Cette décision a un intérêt certain en ce qu’elle est la première à notre connaissance à se prononcer sur cette problématique, et en ce qu’elle refuse clairement de considérer que les mesures restrictives liées à la crise du Covid-19 puissent être invoquées par les locataires pour échapper au paiement des loyers.
Cependant, parce que l’affaire ne s’y prêtait pas nécessairement, la décision ne répond pas à toutes les questions que suscitera la force majeure dans le domaine des baux commerciaux.
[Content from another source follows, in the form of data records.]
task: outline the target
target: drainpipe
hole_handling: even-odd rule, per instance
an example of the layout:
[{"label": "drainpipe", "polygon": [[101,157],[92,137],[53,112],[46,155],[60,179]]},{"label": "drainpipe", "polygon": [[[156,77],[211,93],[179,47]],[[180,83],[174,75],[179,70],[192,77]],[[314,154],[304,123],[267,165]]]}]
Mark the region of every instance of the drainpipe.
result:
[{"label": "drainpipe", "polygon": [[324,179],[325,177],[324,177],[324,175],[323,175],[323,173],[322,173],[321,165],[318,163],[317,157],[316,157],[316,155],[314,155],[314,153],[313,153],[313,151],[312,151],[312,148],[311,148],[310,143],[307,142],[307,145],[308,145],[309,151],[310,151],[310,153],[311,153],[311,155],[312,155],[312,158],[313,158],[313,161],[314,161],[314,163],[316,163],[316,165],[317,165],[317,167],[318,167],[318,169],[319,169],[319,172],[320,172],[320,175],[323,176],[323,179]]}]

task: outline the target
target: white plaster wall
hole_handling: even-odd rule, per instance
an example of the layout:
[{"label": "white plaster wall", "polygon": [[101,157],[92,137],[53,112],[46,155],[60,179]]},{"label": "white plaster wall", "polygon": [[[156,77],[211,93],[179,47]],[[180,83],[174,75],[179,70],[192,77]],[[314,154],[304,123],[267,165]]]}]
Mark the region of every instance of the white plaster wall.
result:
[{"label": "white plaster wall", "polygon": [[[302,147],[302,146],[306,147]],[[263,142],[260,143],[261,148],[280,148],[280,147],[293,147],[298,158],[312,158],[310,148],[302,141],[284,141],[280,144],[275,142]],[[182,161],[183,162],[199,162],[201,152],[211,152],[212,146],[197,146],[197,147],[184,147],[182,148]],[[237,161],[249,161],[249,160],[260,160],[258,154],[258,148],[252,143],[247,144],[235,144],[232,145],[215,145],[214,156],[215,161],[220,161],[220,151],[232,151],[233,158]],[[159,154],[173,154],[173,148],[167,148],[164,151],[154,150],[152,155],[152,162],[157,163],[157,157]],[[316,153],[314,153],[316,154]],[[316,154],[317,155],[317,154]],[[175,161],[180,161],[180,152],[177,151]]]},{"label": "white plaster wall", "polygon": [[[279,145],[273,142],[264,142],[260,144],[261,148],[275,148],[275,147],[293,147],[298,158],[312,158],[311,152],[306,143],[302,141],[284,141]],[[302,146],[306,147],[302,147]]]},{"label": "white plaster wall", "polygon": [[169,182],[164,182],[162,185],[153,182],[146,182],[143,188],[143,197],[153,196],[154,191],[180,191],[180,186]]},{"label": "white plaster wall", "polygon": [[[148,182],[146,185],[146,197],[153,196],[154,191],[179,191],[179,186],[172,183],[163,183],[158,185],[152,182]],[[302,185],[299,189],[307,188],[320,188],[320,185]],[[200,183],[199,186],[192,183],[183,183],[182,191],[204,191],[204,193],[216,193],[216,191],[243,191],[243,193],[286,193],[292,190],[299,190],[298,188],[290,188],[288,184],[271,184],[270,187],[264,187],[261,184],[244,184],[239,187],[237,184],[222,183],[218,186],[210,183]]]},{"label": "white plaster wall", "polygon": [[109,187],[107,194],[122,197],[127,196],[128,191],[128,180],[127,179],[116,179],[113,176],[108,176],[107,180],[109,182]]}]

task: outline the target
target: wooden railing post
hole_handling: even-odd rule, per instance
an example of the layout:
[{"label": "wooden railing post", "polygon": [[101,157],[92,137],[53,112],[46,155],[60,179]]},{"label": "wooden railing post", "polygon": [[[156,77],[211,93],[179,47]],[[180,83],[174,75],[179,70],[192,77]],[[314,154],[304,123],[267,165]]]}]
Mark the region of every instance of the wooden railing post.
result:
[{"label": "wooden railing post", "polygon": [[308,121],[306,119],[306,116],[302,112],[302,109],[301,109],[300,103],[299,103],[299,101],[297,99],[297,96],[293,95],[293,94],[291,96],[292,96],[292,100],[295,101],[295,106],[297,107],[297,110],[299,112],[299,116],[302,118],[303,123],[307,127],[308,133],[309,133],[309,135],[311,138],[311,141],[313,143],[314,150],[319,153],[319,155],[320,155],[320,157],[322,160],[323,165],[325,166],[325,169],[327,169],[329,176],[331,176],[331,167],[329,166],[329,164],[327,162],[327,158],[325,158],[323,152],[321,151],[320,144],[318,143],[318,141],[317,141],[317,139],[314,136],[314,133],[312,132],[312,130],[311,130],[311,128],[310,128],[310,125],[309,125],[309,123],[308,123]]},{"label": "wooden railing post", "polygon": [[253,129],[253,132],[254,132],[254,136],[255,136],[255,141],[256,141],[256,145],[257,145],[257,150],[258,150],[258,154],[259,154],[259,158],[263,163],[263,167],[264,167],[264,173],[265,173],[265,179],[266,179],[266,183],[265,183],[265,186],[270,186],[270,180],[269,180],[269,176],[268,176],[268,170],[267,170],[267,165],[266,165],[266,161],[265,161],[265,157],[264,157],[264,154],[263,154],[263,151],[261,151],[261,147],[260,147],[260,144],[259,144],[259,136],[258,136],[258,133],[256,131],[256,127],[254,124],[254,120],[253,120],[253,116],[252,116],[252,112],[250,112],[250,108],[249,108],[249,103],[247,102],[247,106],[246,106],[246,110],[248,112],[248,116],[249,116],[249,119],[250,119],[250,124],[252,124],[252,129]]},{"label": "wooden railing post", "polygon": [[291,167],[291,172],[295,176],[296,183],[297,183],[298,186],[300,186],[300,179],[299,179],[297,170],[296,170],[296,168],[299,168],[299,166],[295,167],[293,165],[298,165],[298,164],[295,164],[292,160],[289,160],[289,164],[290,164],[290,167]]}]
D’autres affaires pourront en effet être l’occasion d’une analyse sur la nature de l’interdiction, sur le type d’activité exercée et les éventuelles possibilités de jouissance du local malgré les mesures prises par le gouvernement. Est-on en présence d’une activité totalement interdite ou qui pouvait encore être exercée, au moins en partie ? Même si le public ne pouvait se rendre dans la boutique, le locataire n’en conservait-il pas néanmoins une jouissance au moins partielle, par exemple à des fins de stockage ou de vente à distance ? Etait-ce la jouissance du local qui était impossible (auquel cas l’obligation de délivrance serait bien en cause), ou était-ce simplement l’exploitation de l’activité qui était en cause (auquel cas le bailleur n’en est pas responsable) ? Toutes ces questions pourraient se poser à l’avenir dans de prochaines affaires.
Dès lors, on le voit, en-dehors du fait qu’il s’agit d’une décision de première instance, le jugement ne met pas fin au débat et il faudra surveiller les prochaines décisions, notamment des juridictions supérieures, sauf à ce que le législateur décide finalement de trancher la question par un texte. D’ici là, les batailles juridiques continueront à n’en pas douter devant les tribunaux.
[1] L’état de crise proclamé par ce règlement sera prorogé par la loi du 24 mars 2020 et prendra fin le 24 juin 2020.
[2] La plupart des activités accueillant un public seront ainsi interdites à compter du 18 mars 2020, date de prise d’effet du règlement, jusqu’au 11 mai 2020, suivant un nouveau règlement grand-ducal du 6 mai 2020 modifiant celui du 18 mars 2020.
[3] Proposition de loi portant suspension pendant la durée de l’état de crise des loyers relatifs aux baux commerciaux et à usage professionnel.